PIEVE SANTO STEFANO – La memoria di Ado Clocchiatti vince il Premio Pieve 2022 La povertà è uno stigma, che ti impedisce l’accesso all’istruzione, che ti preclude le cure se sei malato e ti costringe a emigrare, sin da piccolo, in cerca di lavoro. Ado Clocchiatti è segnato dalla nascita: Udine, 1883, figlio di un conciapelli, a scuola è bravo e a 10 anni finisce le elementari “con distinzione”.

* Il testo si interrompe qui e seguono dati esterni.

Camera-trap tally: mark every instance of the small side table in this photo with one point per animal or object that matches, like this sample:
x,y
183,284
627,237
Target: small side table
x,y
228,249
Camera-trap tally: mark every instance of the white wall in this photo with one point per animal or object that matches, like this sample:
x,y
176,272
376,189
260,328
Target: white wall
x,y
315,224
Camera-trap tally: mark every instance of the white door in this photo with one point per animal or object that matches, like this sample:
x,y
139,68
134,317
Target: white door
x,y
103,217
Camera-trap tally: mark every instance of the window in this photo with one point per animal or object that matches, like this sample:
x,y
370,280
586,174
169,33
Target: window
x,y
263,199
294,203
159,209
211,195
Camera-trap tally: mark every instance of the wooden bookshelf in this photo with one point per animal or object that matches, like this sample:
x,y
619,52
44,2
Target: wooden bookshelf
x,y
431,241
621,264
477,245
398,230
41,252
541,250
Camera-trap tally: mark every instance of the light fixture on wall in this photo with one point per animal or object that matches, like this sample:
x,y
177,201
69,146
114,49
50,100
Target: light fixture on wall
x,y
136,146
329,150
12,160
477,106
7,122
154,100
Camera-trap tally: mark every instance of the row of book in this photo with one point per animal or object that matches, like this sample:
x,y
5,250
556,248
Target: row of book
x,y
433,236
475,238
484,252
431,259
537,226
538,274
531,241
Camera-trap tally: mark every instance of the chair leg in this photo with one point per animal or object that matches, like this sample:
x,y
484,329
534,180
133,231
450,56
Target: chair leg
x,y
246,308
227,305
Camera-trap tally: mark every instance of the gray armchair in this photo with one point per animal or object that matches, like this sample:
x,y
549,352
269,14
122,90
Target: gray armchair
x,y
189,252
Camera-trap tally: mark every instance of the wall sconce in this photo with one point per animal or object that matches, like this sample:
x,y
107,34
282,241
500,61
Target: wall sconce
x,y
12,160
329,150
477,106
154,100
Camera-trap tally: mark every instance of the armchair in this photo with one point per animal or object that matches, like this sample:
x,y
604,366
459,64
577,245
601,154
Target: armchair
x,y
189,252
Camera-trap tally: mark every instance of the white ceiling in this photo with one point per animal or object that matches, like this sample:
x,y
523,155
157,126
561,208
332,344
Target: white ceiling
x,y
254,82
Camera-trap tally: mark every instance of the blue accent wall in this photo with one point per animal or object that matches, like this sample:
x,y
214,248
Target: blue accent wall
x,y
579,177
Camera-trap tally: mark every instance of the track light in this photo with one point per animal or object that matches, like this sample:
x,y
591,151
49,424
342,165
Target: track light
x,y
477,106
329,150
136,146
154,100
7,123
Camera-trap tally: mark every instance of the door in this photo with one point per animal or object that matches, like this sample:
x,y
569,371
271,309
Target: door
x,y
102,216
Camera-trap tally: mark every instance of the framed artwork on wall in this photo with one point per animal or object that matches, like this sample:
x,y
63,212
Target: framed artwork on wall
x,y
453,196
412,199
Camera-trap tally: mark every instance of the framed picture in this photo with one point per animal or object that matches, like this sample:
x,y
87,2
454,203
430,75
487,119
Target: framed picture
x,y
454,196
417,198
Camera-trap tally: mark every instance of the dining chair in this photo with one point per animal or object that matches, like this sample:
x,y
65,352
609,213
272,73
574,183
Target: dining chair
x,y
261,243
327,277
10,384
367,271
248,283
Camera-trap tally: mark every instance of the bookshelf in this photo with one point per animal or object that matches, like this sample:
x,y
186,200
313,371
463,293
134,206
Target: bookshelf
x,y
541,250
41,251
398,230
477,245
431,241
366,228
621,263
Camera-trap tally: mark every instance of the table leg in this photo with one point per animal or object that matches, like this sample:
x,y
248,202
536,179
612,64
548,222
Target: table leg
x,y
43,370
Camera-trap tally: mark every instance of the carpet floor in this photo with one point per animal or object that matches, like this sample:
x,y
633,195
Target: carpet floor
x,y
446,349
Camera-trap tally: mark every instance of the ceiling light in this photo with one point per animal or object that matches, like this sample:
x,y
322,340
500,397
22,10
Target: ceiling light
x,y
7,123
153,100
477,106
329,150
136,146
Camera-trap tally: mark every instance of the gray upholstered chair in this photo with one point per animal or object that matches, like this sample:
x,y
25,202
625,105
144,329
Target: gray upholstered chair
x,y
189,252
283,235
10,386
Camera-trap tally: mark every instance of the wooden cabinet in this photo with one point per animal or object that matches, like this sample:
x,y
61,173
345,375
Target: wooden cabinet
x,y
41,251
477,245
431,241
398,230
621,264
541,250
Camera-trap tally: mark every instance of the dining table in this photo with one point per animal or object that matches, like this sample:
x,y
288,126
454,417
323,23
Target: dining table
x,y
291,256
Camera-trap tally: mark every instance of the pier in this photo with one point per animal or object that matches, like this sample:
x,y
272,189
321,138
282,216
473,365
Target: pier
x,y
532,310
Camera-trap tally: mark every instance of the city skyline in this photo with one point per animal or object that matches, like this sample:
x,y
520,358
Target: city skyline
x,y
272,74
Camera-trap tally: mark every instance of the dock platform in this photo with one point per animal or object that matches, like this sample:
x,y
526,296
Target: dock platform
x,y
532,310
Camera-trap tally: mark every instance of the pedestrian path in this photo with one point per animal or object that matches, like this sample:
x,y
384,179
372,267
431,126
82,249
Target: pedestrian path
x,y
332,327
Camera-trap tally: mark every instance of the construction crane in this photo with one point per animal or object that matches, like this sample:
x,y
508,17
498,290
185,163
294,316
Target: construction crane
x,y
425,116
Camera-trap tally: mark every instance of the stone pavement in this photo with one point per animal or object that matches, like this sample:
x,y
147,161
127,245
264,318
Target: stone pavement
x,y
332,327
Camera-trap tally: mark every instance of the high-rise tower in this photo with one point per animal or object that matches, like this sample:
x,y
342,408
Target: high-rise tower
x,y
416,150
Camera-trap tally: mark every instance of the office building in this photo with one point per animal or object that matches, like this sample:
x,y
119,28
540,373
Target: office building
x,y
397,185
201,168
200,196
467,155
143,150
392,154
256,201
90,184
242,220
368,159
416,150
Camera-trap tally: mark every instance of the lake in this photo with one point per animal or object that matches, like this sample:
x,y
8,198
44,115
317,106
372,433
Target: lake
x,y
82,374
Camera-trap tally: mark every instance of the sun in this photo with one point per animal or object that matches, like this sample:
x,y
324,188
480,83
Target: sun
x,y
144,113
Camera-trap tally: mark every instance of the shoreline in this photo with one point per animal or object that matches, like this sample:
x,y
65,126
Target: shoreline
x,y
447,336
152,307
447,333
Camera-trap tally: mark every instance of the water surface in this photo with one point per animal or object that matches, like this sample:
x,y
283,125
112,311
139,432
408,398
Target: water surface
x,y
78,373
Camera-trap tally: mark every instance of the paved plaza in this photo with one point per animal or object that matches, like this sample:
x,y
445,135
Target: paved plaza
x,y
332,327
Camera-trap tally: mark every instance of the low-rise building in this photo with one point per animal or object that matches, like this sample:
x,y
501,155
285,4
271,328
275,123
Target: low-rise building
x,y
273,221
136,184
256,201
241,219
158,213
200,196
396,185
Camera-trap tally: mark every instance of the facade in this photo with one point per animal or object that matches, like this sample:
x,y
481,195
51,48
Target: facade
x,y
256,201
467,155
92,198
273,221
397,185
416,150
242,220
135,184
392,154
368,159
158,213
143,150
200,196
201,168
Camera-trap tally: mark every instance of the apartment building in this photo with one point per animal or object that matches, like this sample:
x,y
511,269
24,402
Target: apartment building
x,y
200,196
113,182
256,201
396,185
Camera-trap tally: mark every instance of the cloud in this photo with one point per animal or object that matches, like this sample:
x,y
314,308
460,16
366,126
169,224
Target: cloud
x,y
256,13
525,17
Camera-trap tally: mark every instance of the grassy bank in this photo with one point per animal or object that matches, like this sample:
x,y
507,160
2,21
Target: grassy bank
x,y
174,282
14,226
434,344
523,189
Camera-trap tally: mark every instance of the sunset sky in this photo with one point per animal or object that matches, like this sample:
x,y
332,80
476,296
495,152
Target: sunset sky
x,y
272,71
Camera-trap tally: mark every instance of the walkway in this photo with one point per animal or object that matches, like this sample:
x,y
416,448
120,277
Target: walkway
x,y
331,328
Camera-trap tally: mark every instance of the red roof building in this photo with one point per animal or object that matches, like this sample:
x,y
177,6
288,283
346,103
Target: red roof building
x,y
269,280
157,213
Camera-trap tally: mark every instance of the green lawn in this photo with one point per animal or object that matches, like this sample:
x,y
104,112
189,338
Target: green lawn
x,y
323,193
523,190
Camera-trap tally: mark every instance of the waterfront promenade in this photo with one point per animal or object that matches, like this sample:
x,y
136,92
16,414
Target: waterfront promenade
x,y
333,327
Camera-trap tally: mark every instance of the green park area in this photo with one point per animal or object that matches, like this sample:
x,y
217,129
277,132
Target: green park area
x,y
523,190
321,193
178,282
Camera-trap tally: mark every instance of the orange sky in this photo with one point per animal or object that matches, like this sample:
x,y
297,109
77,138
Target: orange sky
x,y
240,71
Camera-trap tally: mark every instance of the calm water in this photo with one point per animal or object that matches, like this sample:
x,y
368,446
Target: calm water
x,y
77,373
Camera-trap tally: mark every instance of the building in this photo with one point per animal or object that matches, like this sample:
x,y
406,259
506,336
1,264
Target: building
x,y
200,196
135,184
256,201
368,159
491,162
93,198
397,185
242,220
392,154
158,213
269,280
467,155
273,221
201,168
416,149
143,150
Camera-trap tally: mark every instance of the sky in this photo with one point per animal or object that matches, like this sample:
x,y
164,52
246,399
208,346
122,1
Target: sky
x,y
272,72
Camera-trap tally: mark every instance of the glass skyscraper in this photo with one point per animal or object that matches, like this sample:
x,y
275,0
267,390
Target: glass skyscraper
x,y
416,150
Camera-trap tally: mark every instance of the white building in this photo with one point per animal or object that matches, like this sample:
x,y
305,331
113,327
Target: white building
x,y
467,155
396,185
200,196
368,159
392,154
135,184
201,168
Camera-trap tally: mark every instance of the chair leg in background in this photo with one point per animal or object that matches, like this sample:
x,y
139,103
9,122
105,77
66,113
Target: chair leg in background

Il maestro vorrebbe che proseguisse gli studi ma il padre soffre di reumatismi, non ce la fa più a lavorare. Tocca già a lui. Questa la motivazione della Giuria nazionale:In questa memoria di una vita breve e struggente, scritta con una intensità che coinvolge e commuove, emergono la saggezza e la rassegnazione di un vinto che sa di non poter cambiare il proprio destino. Durante la Prima Guerra mondiale, Ado, da pochi anni sposo e padre, forse presagendo che non riuscirà a tornare a casa (morirà di spagnola nel 1918) decide di raccontare la sua storia. Friulano, nato in una famiglia poverissima nel 1883 a Pasian di Prato, nonostante sia uno dei migliori allievi della scuola elementare deve iniziare a lavorare ad appena 10 anni per contribuire al sostentamento della famiglia. Ma il lavoro non c’è e inizia così una lunga storia di migrazione stagionale in Germania e nel vicino Impero austro ungarico. Ado ci racconta dall’interno la tragedia dello sfruttamento minorile, perché i bambini vengono messi a lavorare in condizioni terribili. Maltrattamenti, fame e violenze fisiche erano quotidiane. “Un povero per vivere deve soffocare l’amore e viene condannato a vivere come la bestia, lavorare, mangiare, se un povero avesse i sentimenti di divenire un uomo, per mancanza di mezzi deve rimanere ignorante, così va il mondo.”
Ma Ado diventerà un uomo, fin troppo presto. Lavorerà sempre, perché i genitori malati non riescono a provvedere alla famiglia. C’è un movimento continuo di partenze e ritorni. Più si rende conto della fragilità dei genitori, più il giovanissimo Ado si assume quasi il compito di tenere insieme i suoi cari. Ma la speranza di restare uniti viene continuamente frustrata dalla mancanza di lavoro. Il legame con il padre diventa inscindibile. Emigrano e cercano di trovare lavoro negli stessi cantieri, passando per Vienna e Abbazia dove scoprono le bellezze dell’architettura, delle città e del mare che gli era sempre stata negata. Il rapporto di protezione reciproca via via si rovescia perché diventa il più giovane a prendersi cura dell’altro: per il padre sfinito nel corpo e nella mente si aprono le porte del manicomio. “Io facevo quei muri, proprio quella casa, che in compagnia di quei poveri dementi che dovevano entrarvi era pure destinato il mio buon padre!”
Il destino non vuole dare tregua ad Ado: anche se non gli rimangono molte “pagine di vita” da scrivere, la sua testimonianza brilla per profondità e umanità e riscatta la brutalità dell’esistenza a cui è stato condannato.